In the last 10 to 15 years, dietary vitamin and trace-mineral additions have grown increasingly important to your pigs because of changes in feeding, housing and management systems.

According to Kansas State University’s swine nutrition guide, some key changes include:

Increased confinement production has denied swine access to soils and grazing crops, which provide vitamins and minerals.

Increased use of slatted floors has prevented recycling of feces, which may be high in B vitamins and vitamin K. These are synthesized by microorganisms in the large intestine.

Reduced use of multiple protein sources in diets. If multiple protein sources are used, they often complement each other in providing the hogs’ vitamin and mineral needs.

Reduced daily feed intake during gestation. Dietary vitamin and mineral concentrations must be increased as daily feed intake is decreased. With the trend of moving sows from outside lots into environmentally controlled buildings, maintenance demands and feeding levels will be lower.

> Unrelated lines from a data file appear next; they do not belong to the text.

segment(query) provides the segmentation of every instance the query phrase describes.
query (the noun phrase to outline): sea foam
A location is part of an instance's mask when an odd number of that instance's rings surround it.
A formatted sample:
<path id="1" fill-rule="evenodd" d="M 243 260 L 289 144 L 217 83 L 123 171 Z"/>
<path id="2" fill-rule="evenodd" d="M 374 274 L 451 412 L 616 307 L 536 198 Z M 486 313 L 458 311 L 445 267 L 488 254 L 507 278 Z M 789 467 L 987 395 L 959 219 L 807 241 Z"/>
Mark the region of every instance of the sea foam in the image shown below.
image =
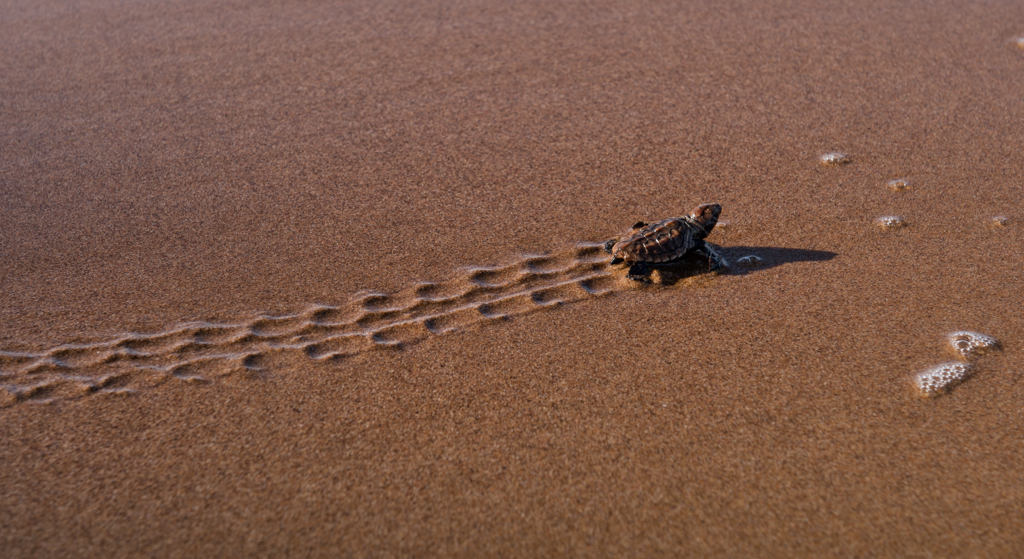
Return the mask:
<path id="1" fill-rule="evenodd" d="M 943 363 L 918 373 L 914 385 L 925 398 L 933 398 L 949 392 L 954 386 L 971 376 L 970 363 Z"/>
<path id="2" fill-rule="evenodd" d="M 999 349 L 999 341 L 992 336 L 966 330 L 950 334 L 949 344 L 961 359 L 969 359 Z"/>

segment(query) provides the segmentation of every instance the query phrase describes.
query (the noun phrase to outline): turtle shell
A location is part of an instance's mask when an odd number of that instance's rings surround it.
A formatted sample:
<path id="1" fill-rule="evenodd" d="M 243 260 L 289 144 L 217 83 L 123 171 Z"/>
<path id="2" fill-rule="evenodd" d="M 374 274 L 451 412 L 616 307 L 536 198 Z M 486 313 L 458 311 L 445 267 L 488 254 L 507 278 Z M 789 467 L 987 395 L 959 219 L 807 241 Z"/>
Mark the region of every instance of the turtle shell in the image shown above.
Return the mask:
<path id="1" fill-rule="evenodd" d="M 612 246 L 612 256 L 629 262 L 669 262 L 704 238 L 704 228 L 684 217 L 670 217 L 634 231 Z"/>

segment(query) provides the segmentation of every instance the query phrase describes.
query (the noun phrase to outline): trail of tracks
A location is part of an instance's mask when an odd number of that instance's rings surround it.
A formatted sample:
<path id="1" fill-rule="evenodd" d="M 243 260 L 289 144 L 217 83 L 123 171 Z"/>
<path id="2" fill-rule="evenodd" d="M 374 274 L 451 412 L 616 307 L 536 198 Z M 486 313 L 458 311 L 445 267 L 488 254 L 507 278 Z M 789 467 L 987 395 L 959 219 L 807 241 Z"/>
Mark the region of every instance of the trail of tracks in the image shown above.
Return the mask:
<path id="1" fill-rule="evenodd" d="M 340 306 L 235 323 L 187 323 L 95 343 L 0 351 L 0 405 L 125 393 L 167 382 L 209 382 L 258 372 L 274 352 L 345 359 L 408 345 L 611 292 L 616 280 L 599 243 L 498 268 L 474 268 L 396 294 L 363 293 Z"/>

Therefore, to prevent shortages with decreased feed intake, vitamin and

mineral requirements should be expressed on an amount-per-day basis rather than as percentages.

Weaning pigs earlier. There is increasing pressure to wean pigs younger. As weaning age decreases, quality of the diet, with respect to all nutrients, becomes more critical.

Bioavailability of nutrients in heat-dried grains and feed ingredients appears to vary widely. Inhibitors and molds in feed may result in reduced absorption, thereby increasing requirements for certain vitamins.